There are many different ways to derive the Lorentz transformations, and it can be done using many different choices of the initial set of assumptions. See ch. 2 of my SR book for a survey: http://www.lightandmatter.com/sr/ . What set of assumptions did you have in mind?

There is also the question of what your goal is in terms of the language and form in which you want to end up displaying the transformations. Coordinates and matrices? Tensors and index gymnastics? Probably the more concrete the form you aim for, the uglier it's going to be. I think in general when people want to organize their thoughts about Lorentz transformations and do it in an elegant way, they work in the language of group theory. You have a certain set of boosts and rotations, and you describe their commutators.

8. Jul 30, 2015

### JD96

@bcrowell I would like to derive the 3+1d lorentz boost in matrix form using the one dimensional lorentz transformation (I haven't yet learned about differential geometry and group theory). Apart from the method mentioned in my OP what other ways are there? I now know that using several different frames and doing a row of lorentz boosts will cause problems since several lorentz boosts will include rotations. Thats why I was wondering whether one could correct for the thomas precession to fix this way of deriving the 3+1d lorentz boost. Hopefully I was able to formulate my problem clear enough :-)
Thanks for all the responses so far!

9. Jul 30, 2015

### bcrowell

Staff Emeritus
It's not a correction. If you compose two boosts, a rotation is simply part of the result.

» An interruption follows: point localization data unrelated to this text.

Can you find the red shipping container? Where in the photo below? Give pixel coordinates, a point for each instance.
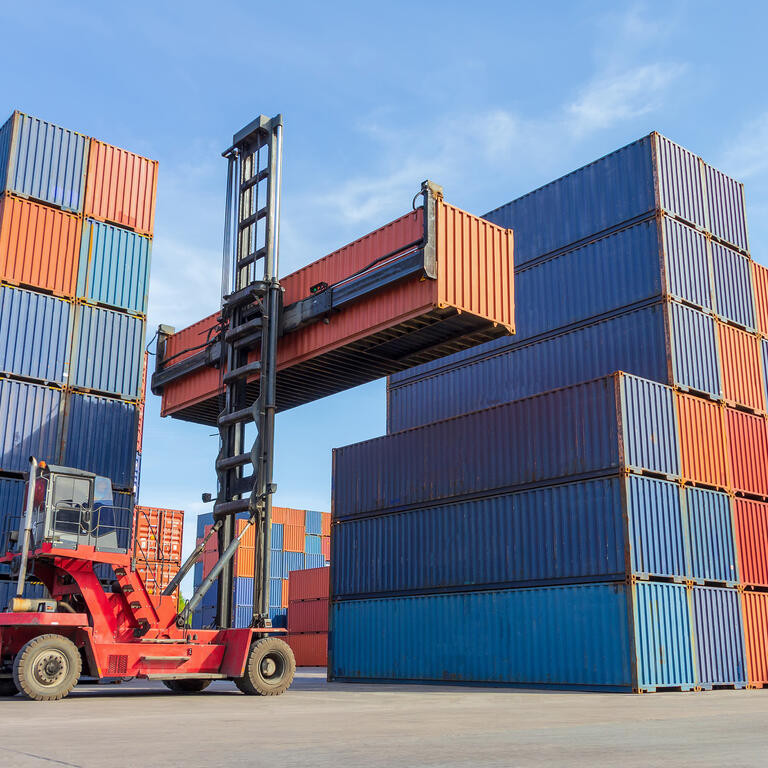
(293, 537)
(309, 584)
(39, 246)
(310, 650)
(741, 367)
(308, 616)
(474, 278)
(750, 520)
(702, 441)
(747, 440)
(760, 283)
(121, 187)
(755, 616)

Re your other questions, please see the info and link I gave above.

10. Jul 30, 2015

### JD96

I will have a look at the link you gave me when I have a little bit more time to study it in greater detail.

With correction I meant that when aiming to derive the 3+1d lorentz boost in matrix form as given here https://en.wikipedia.org/wiki/Lorentz_transformation#Boost_in_any_direction, but instead using the procedure of performing several 1+1d lorentz boosts and then establishing a relation between the coordinates of the initial and final inertial frame, a rotation will be an "unwanted byproduct" and won't lead me to the form given in the wiki article (or am I wrong here?). So I guess I would have to redo the rotation in order to obtain a pure boost.

11. Jul 30, 2015

### Staff: Mentor

A single 3+1d Lorentz boost, like what the Wiki page describes, is not the same as a sequence of 1+1d Lorentz boosts in different directions. The former is just a single boost where, for whatever reason, you haven't aligned any of the coordinate axes in the direction of the boost; the only issue involved is finding an expression for the single transformation in this case.

The latter is two (or more) boosts in different directions, and the issue is finding a generalized transformation that is equivalent to the two (or more) boosts applied one after the other. It's only that latter case that results in a rotation being included as part of the result; i.e., the generalized transformation that results from composing two or more boosts in different directions is not a pure boost; it's a boost plus a rotation. The "3+1d Lorentz boost" formula you gave does not describe this kind of transformation.